Namun masih terlintas jelas di benaknya jawaban bapa dan ibunya beberapa saat
silam.
Tak
ingin terombang-ambing oleh rasa penasarannya, iapun membuka laptopnya. Ia buka
beberapa situs internet dan mulai membaca dengan seksama setiap kata yang
tertulis disana.
“...dengan
berpeluh engkau akan mencari makananmu, sampai engkau kembali lagi menjadi
tanah, karena dari situlah engkau diambil; sebab engkau debu dan engkau akan
kembali menjadi debu." (kejadian 3 : 19)
Ia
termenung, telah ia temukan jawaban atas pertanyaan-pertanyaan yang sarat
memenuhi kepalanya tentang bapanya. Tentang jawaban bapanya yang selalu
mengatakan, “karena aku adalah laki-laki.”
Ia
tahu, Tuhan telah memberikan bahu yang kekar dan berotot agar bapanya mampu membanting
tulang menghidupi seluruh keluarganya & kegagahannya harus cukup kuat pula
untuk melindungi seluruh keluarganya.
Ada
sisa keperkasaan & mental baja yang terbaca dari bahu terbungkuk sang bapa.

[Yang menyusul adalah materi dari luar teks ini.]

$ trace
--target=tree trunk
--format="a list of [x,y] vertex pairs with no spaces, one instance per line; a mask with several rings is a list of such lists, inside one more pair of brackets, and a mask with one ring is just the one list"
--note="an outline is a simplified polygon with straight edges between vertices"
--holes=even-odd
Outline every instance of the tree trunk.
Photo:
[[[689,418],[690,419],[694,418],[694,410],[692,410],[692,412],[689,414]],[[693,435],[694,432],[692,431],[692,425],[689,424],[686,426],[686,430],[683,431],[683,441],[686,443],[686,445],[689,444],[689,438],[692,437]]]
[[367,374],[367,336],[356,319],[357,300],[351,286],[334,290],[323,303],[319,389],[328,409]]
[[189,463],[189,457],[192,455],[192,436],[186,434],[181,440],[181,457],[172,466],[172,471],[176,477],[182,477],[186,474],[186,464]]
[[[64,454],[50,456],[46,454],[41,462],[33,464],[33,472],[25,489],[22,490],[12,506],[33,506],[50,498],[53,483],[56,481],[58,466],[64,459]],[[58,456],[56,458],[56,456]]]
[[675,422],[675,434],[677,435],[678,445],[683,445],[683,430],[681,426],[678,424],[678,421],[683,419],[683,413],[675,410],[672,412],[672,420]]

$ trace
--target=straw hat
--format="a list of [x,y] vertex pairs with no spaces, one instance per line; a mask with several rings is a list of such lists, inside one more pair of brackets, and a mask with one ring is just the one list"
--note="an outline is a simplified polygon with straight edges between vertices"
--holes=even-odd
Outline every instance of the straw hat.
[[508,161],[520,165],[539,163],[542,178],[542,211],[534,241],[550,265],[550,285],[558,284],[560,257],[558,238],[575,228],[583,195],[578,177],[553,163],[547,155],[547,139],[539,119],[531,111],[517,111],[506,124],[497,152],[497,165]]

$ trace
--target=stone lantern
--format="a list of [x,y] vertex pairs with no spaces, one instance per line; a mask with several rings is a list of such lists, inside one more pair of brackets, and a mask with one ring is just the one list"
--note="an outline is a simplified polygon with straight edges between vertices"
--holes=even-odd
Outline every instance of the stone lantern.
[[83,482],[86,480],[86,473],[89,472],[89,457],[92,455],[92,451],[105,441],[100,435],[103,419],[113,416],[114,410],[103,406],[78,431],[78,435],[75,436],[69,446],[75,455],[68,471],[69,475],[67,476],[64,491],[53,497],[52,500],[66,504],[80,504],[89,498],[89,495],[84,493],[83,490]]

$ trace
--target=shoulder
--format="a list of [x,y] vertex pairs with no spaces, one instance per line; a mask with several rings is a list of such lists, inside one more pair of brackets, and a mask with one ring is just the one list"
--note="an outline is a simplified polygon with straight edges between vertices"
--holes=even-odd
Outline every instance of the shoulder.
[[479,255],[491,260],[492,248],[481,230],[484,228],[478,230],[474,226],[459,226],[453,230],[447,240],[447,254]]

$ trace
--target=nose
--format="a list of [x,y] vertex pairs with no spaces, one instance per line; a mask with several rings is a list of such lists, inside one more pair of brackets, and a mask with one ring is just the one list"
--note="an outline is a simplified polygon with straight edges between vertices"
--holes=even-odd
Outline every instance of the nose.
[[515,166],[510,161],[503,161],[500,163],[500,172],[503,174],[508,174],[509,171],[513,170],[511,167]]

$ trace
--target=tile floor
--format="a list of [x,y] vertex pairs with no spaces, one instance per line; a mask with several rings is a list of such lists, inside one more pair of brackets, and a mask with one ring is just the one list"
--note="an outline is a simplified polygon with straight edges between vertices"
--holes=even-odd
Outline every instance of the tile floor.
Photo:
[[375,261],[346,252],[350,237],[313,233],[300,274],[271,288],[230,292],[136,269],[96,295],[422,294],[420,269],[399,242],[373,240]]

Kekuatan dari Allah yang membuat dirinya pantang menyerah, merelakan kulitnya
tersengat panasnya matahari, atau badannya yang basah kuyup kedinginan karena
tersiram hujan serta hembusan angin.
Tapi
kegagahan itu semakin mengendur seiring bertambahnya waktu dan terus begitu
hingga ia kembali menjadi debu.
Dibacanya
kalimat berikutnya yang tertulis Ulangan 6 : 7, “......haruslah engkau
mengajarkannya berulang-ulang kepada anak-anakmu dan membicarakannya apabila
engkau duduk di rumahmu, apabila engkau sedang dalam perjalanan, apabila engkau
berbaring dan apabila engkau bangun.”
Kerut-kerut
di wajah bapanya jelas terbayang di depan mata sang gadis. Itulah tanda bahwa
ia sudah memakai hikmat dan pengetahuan yang Tuhan berikan untuk melakukan
tanggung jawabnya mendidik anak istrinya sesuai dengan ajaran Firman Allah.
Di
Amsal 16 : 31 ia membaca, “Rambut putih adalah mahkota yang indah, yang didapat
pada jalan kebenaran.” Gadis itu tertunduk mengingat uban di kepala bapanya.
Ya....,
Tuhan juga telah memberikan makrifat dan kebijaksanaan agar bapanya mampu mencintai
& mengasihi keluarganya dalam kondisi & situasi apapun juga, walaupun
tak jarang anak-anaknya melukai perasaannya dan melukai hatinya.
Perasaannya
itu pula yang telah memberikan perlindungan rasa aman pada saat anak dan
istrinya tertidur lelap. Sentuhan perasaan itulah yang juga memberikan rasa
nyaman dalam pelukan bapa.
Bahu
yang terbungkuk, rambut yang memutih dan wajah nan penuh kerutan adalah wujud kesabaran,
ketekunan serta keuletan yang telah dilakukan sang bapa dalam usahanya merawat
& membimbing seluruh anggota keluarga tanpa keluh kesah. Walaupun di setiap
tapak perjalanan hidupnya penuh keletihan dan kesakitan yang kerap
menyerangnya.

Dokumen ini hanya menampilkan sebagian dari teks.